Volume 8, Issue 1, 2011
Rethinking the Individual’s Place in an African (Esan) Ontology
The paper challenges the dominant view of the individual’s place in an African (Esan) structure of Being or culture as one cast in the midst, and subject to the operations of (spiritual) forces, which are independently real and existent and can make or mar the individual’s existence based on the kind of relationship he/she establishes with them. The individual is expected to have reverence and awe for these forces; hence he/she is consistently striving to fit into the established structure of Being for his/her own good.
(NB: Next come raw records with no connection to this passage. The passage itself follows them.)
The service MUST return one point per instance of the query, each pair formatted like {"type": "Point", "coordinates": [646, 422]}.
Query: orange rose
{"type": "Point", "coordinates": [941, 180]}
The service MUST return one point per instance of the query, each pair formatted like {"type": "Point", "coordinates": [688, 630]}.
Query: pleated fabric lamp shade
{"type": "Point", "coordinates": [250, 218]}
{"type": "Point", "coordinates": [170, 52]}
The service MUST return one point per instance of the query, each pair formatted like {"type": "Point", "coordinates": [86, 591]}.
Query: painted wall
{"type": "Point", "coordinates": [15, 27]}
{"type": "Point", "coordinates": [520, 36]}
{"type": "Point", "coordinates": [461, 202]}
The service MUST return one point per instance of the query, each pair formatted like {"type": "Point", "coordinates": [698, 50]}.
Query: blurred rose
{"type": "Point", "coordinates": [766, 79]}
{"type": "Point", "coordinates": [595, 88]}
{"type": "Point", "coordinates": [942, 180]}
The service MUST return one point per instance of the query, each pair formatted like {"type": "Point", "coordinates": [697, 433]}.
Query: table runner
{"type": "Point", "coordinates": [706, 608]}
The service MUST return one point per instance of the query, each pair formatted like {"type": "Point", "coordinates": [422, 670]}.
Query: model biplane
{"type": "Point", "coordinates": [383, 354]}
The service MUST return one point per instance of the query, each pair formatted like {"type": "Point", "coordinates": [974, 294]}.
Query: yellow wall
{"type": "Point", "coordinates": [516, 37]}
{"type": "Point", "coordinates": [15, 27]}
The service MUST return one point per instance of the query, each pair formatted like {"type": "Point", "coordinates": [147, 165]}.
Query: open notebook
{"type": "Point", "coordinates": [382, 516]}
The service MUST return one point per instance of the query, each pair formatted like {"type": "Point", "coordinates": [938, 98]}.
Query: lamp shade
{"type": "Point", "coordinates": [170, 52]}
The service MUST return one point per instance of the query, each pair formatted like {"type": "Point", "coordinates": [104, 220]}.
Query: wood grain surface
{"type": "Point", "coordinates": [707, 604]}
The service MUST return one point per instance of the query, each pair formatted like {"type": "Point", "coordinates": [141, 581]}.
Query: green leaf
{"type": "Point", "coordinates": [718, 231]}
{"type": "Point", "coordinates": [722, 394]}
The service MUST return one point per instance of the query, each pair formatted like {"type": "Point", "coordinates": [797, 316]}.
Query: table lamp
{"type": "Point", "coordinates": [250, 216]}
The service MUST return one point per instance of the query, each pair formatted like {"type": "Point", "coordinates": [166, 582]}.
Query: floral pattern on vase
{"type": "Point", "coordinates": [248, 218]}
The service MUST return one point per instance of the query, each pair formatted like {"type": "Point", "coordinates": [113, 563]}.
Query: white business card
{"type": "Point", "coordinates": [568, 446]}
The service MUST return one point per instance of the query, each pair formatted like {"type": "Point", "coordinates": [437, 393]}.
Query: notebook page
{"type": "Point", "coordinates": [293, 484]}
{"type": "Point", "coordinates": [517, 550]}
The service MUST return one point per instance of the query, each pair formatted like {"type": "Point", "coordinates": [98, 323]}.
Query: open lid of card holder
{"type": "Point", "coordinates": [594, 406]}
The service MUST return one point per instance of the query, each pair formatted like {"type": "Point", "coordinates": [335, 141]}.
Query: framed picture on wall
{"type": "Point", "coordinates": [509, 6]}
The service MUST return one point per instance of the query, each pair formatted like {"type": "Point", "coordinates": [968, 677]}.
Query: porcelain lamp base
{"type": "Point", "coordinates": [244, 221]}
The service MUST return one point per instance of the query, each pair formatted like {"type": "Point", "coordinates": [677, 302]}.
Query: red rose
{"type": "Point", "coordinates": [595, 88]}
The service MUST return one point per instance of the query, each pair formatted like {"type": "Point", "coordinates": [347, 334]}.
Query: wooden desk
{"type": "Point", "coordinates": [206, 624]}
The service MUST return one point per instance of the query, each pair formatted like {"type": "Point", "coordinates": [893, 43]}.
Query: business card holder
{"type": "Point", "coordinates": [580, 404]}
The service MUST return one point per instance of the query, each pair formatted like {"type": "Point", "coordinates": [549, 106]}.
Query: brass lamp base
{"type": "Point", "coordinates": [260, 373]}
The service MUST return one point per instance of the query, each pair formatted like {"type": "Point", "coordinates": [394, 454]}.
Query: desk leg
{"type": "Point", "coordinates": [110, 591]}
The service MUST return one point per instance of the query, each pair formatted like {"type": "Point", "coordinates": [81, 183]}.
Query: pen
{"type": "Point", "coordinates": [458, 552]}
The paper asserts that this is not a fair situation because it is the individual who conceptualizes and constructs such an idea of Being to account for his/her perplexing, multifaceted experiences and his/her ontological wonder; the individual is the fundament of Being; he/she
illuminates Being. Thus, though the structure of Being in which the Esan finds himself/herself playing important roles in his/her life and in the society, he/she must not always strive to fit into it, particularly when it outlasts its suitability for answering fundamental and baffling questions that keep confronting the individual in his/her existence. Since Being keeps unfolding and our knowledge of the Being-process is never complete, the individual must therefore consistently revisit, re-conceptualize and improve on the prevalent conception or structure of Being in order to account for current experiences that confront him/her.